I'm currently working on a university project to predict the number of customers that arrive at a 24/7 shop. I'm using data from a shop that contains (among other things) the date and time at which every single customer of a certain year was served.
I've split this data set into a training set and a cross-validation set. Furthermore, I've aggregated and merged the training set with weather data of the same year to find out, if for example, high temperatures lead to more customers.
A simplified version of the merged data looks something like this:
| ServedCustomers | Month | Day | Hour | Temperature (C°) | Rain(binary)

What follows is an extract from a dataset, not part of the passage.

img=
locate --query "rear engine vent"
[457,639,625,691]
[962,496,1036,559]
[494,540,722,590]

| --------------- | ----- | --- | ---- | ---------------- | ------------
| 1 | 12 | 31 | 12 | 9.2 | 0
| 0 | 12 | 31 | 13 | 9.8 | 1
| 2 | 12 | 31 | 14 | 10.1 | 0
For every hour of the year, I have the number of customers that were served as well as the corresponding weather data.

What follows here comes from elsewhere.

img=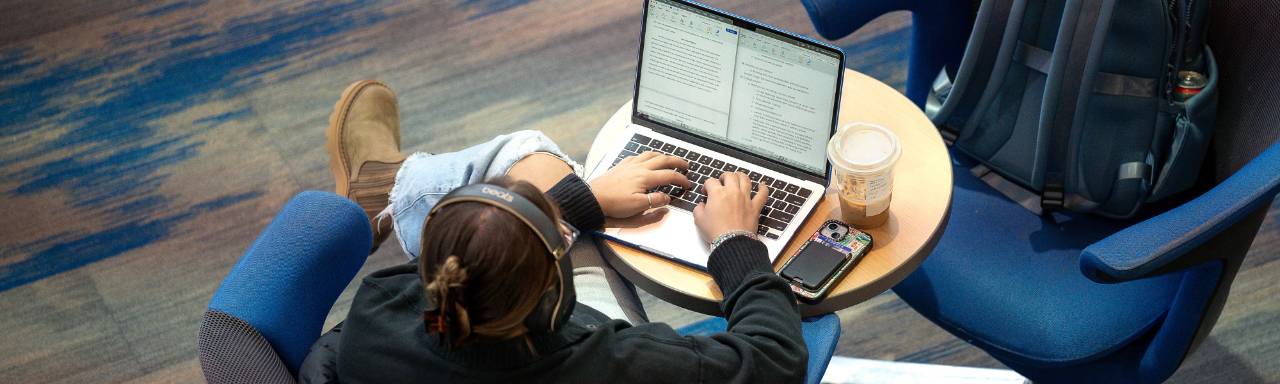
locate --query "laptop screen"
[636,0,841,174]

I've created a multiple linear regression model in R to predict the number of customers with pretty much every other variable as a predictor. Using the summary()
command, the MSE, R^2 and other statistics are looking okay so far.

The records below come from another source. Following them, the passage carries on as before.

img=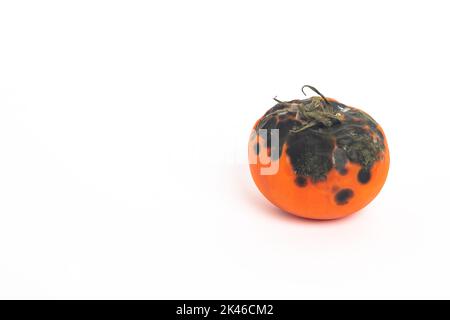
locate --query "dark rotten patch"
[256,97,384,185]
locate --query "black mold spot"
[358,168,372,184]
[286,130,334,182]
[333,148,348,175]
[334,189,354,205]
[295,176,307,187]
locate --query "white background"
[0,0,450,299]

Now I want to check if the same model works with the cross-validation set as well. For that, I've merged with the same weather data to obtain a data set that has the same structure as the table above, only with different numbers of customers.
However, that's where I'm currently stuck. Using the predict.lm()
function with the model and cross-validation set does seem to work, but only yields the predicted values and little additional information.
Is there some way to create a summary of how well the model works for the other data set? Similar to the summary()
command, but for a data set that the linear model wasn't originally based on?